In The Life of David Gale,
Kate Winslet plays a reporter for an American news magazine who is
sent down to a prison in Texas to interview the title character
(played by Kevin Spacey), a philosophy professor and outspoken
opponent of the death penalty who has landed on death row himself
after being convicted of committing a rape and murder. Did he really
do it? Has been set up by his enemies, political or otherwise? The
reporter has three days to talk to Gale before his scheduled
execution, which shows no signs of being delayed, and to get at the
truth.
Alan Parker has directed the
picture, from an original screenplay by Charles Randolph, and, as in
Mississippi Burning, he is in his crusading mode, here. Or so
it would appear. Winslet's character is named Bitsey Bloom, works
for a glossy magazine named "NEWS", and is described
(jocularly, one would hope) as "Mike Wallace with P.M.S.";
she got into trouble over her
last story, on child pornography, because she wouldn't reveal all
her sources. Accompanied to Texas by a young intern (Gabriel Mann)
who serves as both her flunky and as comic relief, they enter a land
of bar-b-q joints, no cell-phone service, coiled barbed wire, and
big menacing men with guns. During Gale's interview sessions, we
see, as the camera spirals outward, his recent history unfold in
flashback: this includes Gale having consensual sex with a female
student ("Bite me!" she instructs) who then turns around
and yells "rape" on him; the dissolution of his marriage,
his career, his advocacy, and winding up as an alcoholic in a motel
that's such a dive it has mud instead of water in its swimming pool;
Gale's relationship with a another anti-death penalty advocate,
played by Laura Linney; and a videotape which provides clues that
indicate that the murder for which Gale was tried really was a
set-up. (Bitsy and the intern even go so far as to, dangerously,
re-enact the murder, to show that some things which should have
occurred while it was being committed did not.)

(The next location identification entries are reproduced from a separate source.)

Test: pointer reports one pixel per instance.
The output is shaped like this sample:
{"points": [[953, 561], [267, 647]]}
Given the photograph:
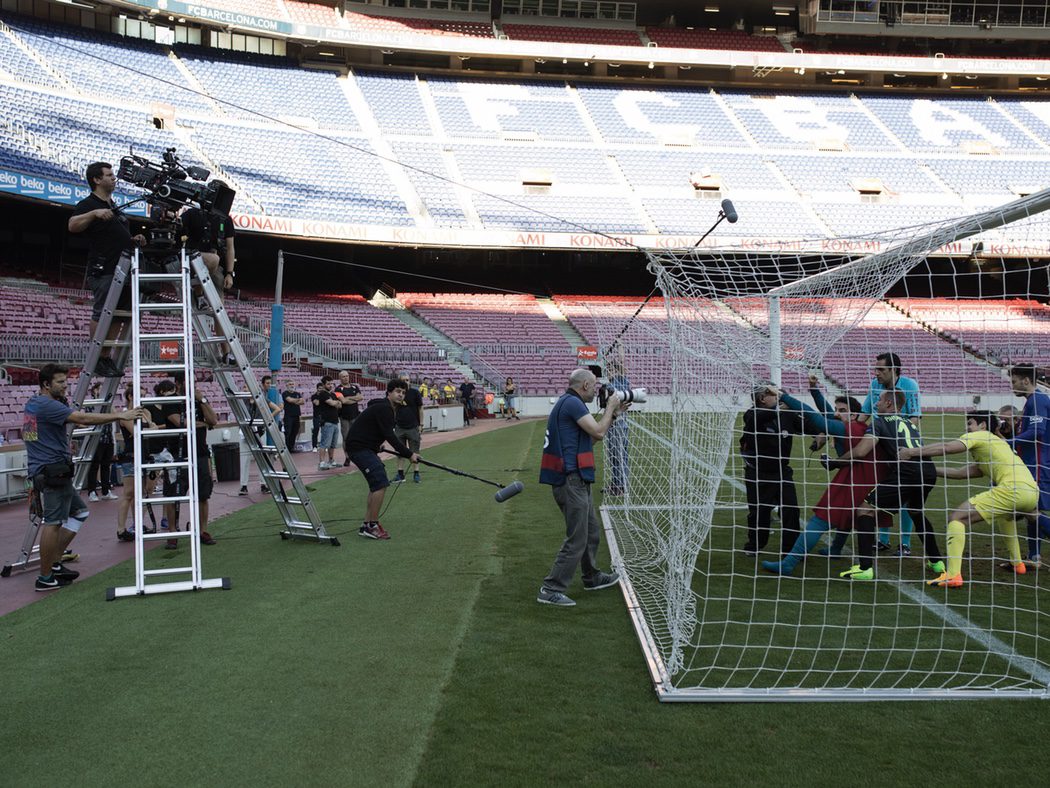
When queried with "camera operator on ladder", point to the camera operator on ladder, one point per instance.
{"points": [[108, 236], [210, 233]]}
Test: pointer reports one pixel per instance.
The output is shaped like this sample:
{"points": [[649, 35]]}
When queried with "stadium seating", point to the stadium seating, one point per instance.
{"points": [[1004, 331], [408, 26], [573, 35], [697, 39]]}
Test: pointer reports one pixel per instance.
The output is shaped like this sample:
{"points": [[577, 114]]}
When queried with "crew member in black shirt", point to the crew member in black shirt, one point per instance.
{"points": [[365, 438], [903, 484], [410, 419], [350, 398], [108, 236], [765, 446]]}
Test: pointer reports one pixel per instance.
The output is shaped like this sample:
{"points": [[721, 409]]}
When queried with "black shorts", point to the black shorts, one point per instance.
{"points": [[907, 489], [373, 468]]}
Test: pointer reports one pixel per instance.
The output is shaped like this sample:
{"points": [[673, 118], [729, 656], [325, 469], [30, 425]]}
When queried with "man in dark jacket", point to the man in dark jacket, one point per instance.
{"points": [[364, 440], [765, 444]]}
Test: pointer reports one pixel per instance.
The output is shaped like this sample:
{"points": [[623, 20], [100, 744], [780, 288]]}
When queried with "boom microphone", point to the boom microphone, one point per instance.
{"points": [[730, 211], [508, 492]]}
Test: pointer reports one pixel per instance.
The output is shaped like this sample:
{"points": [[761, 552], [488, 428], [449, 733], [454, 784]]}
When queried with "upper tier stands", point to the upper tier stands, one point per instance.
{"points": [[621, 157], [259, 87], [1008, 332], [403, 25], [698, 39], [510, 334], [566, 35]]}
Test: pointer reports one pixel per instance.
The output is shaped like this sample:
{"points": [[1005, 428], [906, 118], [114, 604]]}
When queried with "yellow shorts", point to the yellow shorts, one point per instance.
{"points": [[1006, 502]]}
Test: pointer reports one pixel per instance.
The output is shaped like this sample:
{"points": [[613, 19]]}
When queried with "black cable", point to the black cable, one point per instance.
{"points": [[406, 273]]}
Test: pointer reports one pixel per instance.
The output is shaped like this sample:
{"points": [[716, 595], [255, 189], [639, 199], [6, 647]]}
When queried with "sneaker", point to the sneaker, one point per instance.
{"points": [[373, 531], [856, 573], [775, 567], [1016, 568], [105, 368], [50, 583], [61, 572], [601, 580], [946, 582], [548, 597]]}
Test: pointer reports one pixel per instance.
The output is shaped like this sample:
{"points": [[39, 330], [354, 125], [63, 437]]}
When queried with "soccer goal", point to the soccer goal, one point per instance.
{"points": [[959, 302]]}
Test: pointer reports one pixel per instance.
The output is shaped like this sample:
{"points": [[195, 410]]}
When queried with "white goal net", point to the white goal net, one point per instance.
{"points": [[960, 305]]}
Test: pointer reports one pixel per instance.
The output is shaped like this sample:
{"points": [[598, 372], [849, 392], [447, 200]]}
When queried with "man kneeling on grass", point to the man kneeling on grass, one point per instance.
{"points": [[363, 441]]}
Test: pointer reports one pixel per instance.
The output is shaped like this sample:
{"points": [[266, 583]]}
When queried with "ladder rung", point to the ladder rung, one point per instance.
{"points": [[161, 432], [165, 465], [162, 337], [162, 499], [162, 367]]}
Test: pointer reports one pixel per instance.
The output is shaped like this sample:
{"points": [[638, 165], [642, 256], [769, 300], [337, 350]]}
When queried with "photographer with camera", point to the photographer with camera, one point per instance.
{"points": [[568, 467], [108, 236], [50, 468]]}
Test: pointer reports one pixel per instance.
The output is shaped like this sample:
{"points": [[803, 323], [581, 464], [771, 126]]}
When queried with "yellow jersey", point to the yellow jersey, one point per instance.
{"points": [[996, 459]]}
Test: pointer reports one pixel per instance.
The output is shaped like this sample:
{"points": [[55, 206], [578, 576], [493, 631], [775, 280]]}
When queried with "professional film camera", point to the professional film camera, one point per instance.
{"points": [[170, 186]]}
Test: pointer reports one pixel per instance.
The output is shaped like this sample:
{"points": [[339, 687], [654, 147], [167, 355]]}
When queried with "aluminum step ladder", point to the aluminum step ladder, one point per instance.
{"points": [[250, 409], [174, 357]]}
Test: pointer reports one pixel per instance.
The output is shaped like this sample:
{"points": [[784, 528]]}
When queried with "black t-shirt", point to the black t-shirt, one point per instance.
{"points": [[292, 410], [373, 427], [350, 410], [407, 414], [160, 414], [330, 415], [105, 240], [895, 433], [765, 441]]}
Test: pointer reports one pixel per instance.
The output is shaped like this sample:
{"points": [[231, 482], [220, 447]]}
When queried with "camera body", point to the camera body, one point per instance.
{"points": [[171, 185], [627, 395]]}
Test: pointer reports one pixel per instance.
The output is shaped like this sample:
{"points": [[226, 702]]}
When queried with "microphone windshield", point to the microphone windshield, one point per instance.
{"points": [[508, 492], [730, 211]]}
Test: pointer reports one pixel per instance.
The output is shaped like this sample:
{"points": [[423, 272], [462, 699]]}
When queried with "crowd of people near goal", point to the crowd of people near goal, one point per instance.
{"points": [[881, 469]]}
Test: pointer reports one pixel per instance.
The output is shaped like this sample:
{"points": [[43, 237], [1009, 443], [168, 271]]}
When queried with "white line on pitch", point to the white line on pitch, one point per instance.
{"points": [[971, 630]]}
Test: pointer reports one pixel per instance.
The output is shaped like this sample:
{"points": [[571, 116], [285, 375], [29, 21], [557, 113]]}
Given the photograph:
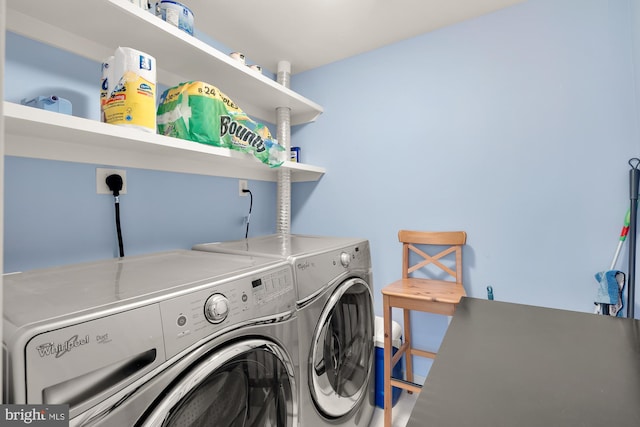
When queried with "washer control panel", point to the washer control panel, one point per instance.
{"points": [[212, 307]]}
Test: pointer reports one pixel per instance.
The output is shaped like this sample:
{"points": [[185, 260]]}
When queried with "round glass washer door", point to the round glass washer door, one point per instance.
{"points": [[342, 350], [249, 383]]}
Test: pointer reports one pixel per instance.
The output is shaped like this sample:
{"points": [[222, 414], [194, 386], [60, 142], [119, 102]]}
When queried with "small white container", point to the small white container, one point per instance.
{"points": [[238, 57], [176, 14], [257, 68]]}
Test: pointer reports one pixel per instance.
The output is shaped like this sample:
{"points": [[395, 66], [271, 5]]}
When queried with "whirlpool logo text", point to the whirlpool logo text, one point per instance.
{"points": [[60, 349]]}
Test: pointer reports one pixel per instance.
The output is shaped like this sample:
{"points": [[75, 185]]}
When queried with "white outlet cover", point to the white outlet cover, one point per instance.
{"points": [[101, 176]]}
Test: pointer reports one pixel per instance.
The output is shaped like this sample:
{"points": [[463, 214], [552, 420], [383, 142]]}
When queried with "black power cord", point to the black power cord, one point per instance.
{"points": [[114, 182], [246, 234]]}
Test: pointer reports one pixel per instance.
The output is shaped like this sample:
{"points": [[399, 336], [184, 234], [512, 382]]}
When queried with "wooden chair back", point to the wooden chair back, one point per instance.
{"points": [[448, 247]]}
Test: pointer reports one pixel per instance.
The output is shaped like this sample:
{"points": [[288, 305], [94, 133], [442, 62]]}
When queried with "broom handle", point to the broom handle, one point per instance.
{"points": [[634, 179]]}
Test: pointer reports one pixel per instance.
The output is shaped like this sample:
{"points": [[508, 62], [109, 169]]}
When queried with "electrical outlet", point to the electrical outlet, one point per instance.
{"points": [[243, 185], [101, 177]]}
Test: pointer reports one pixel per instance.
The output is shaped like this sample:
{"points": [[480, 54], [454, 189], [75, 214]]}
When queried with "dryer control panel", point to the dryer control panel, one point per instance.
{"points": [[214, 308]]}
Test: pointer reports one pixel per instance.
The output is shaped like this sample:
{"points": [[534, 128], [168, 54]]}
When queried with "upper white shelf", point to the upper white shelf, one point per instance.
{"points": [[94, 29], [37, 133]]}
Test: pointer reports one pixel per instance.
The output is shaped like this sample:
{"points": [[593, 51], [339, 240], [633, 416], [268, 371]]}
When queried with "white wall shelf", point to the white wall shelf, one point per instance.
{"points": [[36, 133], [94, 29]]}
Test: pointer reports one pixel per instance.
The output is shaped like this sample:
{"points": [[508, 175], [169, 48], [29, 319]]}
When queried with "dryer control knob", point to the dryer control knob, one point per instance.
{"points": [[216, 308], [345, 259]]}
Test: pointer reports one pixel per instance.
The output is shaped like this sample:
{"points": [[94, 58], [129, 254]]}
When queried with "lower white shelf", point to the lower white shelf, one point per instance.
{"points": [[36, 133]]}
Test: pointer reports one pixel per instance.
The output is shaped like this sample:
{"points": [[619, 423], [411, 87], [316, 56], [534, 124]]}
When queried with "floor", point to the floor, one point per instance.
{"points": [[400, 413]]}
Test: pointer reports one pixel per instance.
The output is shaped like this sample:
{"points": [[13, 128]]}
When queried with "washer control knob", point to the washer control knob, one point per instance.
{"points": [[216, 308], [345, 259]]}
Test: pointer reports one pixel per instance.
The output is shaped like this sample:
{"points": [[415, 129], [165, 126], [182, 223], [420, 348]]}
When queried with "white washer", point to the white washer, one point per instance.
{"points": [[335, 319], [180, 338]]}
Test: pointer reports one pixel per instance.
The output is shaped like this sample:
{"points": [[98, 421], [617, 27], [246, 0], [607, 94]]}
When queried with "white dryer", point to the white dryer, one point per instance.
{"points": [[180, 338], [335, 320]]}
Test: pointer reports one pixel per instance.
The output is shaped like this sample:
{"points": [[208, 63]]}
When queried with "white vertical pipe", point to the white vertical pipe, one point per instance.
{"points": [[283, 123]]}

While I will try to avoid letting slip the two big surprise twists which figure prominently in the movie (as Hitchcock or William Castle would say, they're the only ones it's got), I will state that two of the characters are shown acting in such a way that repudiates, to an outrageously grotesque degree, everything that they've spoken about, stood for, and professed to believe in, and that a third character becomes the victim of a mind game whose results can only be described as being frankly sadistic. Life of David Gale turns out to be all about manipulation. The death-penalty opponents in the film want to show that "innocents", in spite of what the Texas politicians in the movie are shown saying, really do go to the death chamber. The film doesn't go about trying to prove its point by presenting an argument and providing evidence and proof to support its claim -- if it did, it could've easily drawn upon matters of public record which document many, many actual cases where people were executed, or narrowly avoided it, for crimes they did not commit. Instead, the movie handles everything as if it were all one-upmanship. The only way the death penalty "abolitionists" can win is by doing something so outrageous that it would render their opposition powerless, even if it ends up turning themselves into extreme hypocrites.
The film opens with Winslet making
an Arthur Chipping-like sprint down a road, as if she were trying to
get away from someone or trying to get somewhere on short notice;
two hours later, we find out why. This would mean something if the
picture presented us with characters who actually engaged us, but it
does not: Winslet and Spacey deliver almost neutral performances
(Spacey has NEVER been the same ever since he won the Oscar for American
Beauty), and Linney only manages to do slightly better in
bringing some shading and dimension to her role. Which is probably
why, after starting out as if it were sincere in its intent, showing
the characters bucketing-out on their convictions, with no grief or
conscience, seems twice as offensive, especially after the second
surprise plot twist is delivered to us, right between the eyes,
right before the closing credits roll, and we are only allowed to
respond either one way or the other.